Most public sector organisations have a majority of documents stored digitally and nearly all have made going paperless a priority, according to the results of a new survey.
It was carried out by iGov for Kyocera Document Solutions, taking in interviews with senior officials in 123 public sector bodies between September and October of last year.
Among the results was that 58% reported that the majority of their documents are now stored digitally and 93% identified paperless operations as a priority.
But there is a still a lot of progress to be made: 87% reported a continued reliance on paper documents, with 17% saying this amounted to a heavy reliance. In addition, two-thirds said their back office processes were inefficient.
Kyocera’s UK group marketing director Joe Doyle said: “To embrace digital content management and abandon a paper led approach, the UK public sector needs to transform itself.
Additional problem
“The sector has been talking about digitisation for some time now, but even when organisations brand themselves as ‘paperless’, this often means they have scanned paper documents and dumped them on a hard drive.

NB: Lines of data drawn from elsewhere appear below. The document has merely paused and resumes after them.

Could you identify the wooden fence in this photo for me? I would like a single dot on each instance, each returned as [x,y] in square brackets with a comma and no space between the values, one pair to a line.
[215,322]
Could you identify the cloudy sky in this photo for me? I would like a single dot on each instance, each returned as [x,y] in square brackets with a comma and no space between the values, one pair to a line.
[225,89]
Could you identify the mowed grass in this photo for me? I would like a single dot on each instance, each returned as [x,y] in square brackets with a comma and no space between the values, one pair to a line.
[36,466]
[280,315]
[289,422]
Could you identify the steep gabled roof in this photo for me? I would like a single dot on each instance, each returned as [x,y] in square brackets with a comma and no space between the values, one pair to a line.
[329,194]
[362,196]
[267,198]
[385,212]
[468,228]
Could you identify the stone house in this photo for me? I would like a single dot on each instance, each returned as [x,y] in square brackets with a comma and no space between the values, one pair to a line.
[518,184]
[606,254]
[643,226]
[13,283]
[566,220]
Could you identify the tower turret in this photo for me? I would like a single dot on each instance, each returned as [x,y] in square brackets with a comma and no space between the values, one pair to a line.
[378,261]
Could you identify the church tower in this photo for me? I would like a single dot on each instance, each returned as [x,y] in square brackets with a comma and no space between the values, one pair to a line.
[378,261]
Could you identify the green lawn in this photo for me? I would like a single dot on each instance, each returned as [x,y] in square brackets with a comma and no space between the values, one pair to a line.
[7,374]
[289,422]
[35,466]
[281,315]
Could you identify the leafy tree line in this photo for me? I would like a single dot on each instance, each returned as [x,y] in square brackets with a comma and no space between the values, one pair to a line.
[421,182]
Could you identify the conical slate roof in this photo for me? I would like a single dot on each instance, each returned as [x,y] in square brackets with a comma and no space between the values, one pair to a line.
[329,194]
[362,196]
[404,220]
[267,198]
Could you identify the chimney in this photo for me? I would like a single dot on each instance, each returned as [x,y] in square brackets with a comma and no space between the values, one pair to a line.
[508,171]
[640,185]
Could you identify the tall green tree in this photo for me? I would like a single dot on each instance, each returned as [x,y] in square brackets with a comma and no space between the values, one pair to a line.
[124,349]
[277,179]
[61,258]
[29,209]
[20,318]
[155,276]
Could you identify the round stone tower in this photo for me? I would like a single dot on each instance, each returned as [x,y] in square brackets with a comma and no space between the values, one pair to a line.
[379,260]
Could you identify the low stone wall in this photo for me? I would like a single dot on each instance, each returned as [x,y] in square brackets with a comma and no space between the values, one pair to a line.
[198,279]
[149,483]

Rather than solving the problem of content, this moves it to the file server and creates an additional storage problem.”
Another element of the survey found that, several months after it came into force, there is a continuing preoccupation with the General Data Protection Regulation. 96% listed compliance with the GDPR as a priority for their organisation, 90% saw it as a necessary regulation to help improve data security, and 80% saw its implementation as a chance to improve the public sector’s relationship with customers.